SAP Datasphere connection with Confluent Cloud

frederik_hopt · ‎02-05-2024

For being able to do write this Blog I worked together with Perry Krol from Confluent who is very experienced! Big thanks to him for his help!

The target connection is already available and that's the topic of this Blog.

For being able to connect to Confluent Cloud, I have to do some steps before I can start. Customer usually already have a Cluster in Confluent Cloud up and running and all connection details available, but I want to show how it would look like, when nothing is available.

First, I have to create a free account on https://www.confluent.cloud

These steps can be followed as well on the documentation website of Confluent, where all details are explained: https://docs.confluent.io/cloud/current/get-started/index.html

Start screen for a new access

Now you must click on "sign up" or login, if you have already an account. Then I have entered the necessary information for a free trial version.

A cool tip I got from Perry is the append of a "+" in your email address (only gmail accounts as far as I know...). If you add a "+xyz" in your emailadress, you have a "new" email address alias, but it will be send to your original address!

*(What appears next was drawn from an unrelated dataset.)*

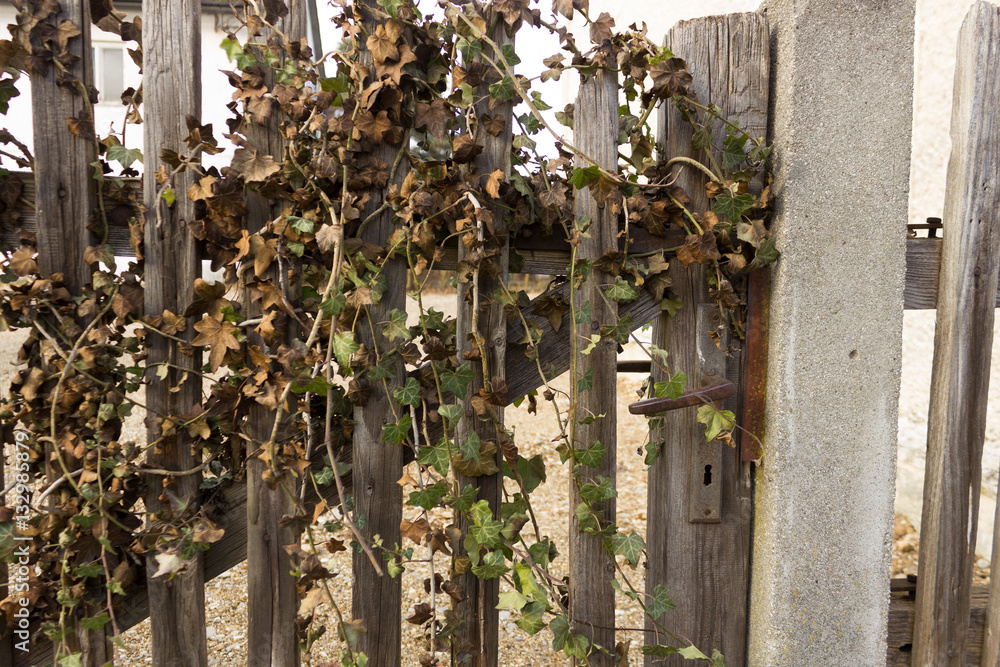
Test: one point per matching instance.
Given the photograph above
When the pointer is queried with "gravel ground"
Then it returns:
(225, 596)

So, for example having company@gmail.com and using company+abcd@gmail.com will be send to company@gmail.com.

You can read about in in this blog: https://gmail.googleblog.com/2008/03/2-hidden-ways-to-get-more-from-your.html

Name and Email

After clicking on "Start free" you will get an email where you must verify your email to activate your account:

Verification Email

After you have verified your email address with Confluent Cloud, you’re asked to set a Password for your new Confluent Cloud user account that will be used to authenticate via the Confluent Cloud Console. After you’ve set your password, a next dialog shows up to help you launch your first Kafka cluster on Confluent Cloud. I’ve used the default settings, which means a Basic cluster will be created on the Google Cloud Platform in the us-west2 region.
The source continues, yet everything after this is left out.